Extract Multi-Wavelength Spectroscopy from Archival Data#

Learning Goals#

By the end of this tutorial, you will be able to:

• automatically load a catalog of sources

• search NASA and non-NASA resources for fully reduced spectra and load them using specutils

• store the spectra in a Pandas multiindex dataframe

• plot all the spectra of a given source

Introduction:#

Motivation#

A user has a source (or a sample of sources) for which they want to obtain spectra covering ranges of wavelengths from the UV to the far-IR. The large amount of spectra available enables multi-wavelength spectroscopic studies, which is crucial to understand the physics of stars, galaxies, and AGN. However, gathering and analysing spectra is a difficult endeavor as the spectra are distributed over different archives and in addition they have different formats which complicates their handling.
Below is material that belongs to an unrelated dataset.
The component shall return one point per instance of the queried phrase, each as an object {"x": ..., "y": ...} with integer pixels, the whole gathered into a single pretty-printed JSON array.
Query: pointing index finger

This notebook showcases a tool for the user to conveniently query the spectral archives and collect the spectra for a set of objects in a format that can be read in using common software such as the Python specutils package. For simplicity, we limit the tool to query already reduced and calibrated spectra. The notebook may focus on the COSMOS field for now, which has a large overlap of spectroscopic surveys such as with SDSS, DESI, Keck, HST, JWST, Spitzer, and Herschel. In addition, the tool enables the capability to search and ingest spectra from Euclid and SPHEREx in the feature. For this to work, the specutils functions may have to be update or a wrapper has to be implemented.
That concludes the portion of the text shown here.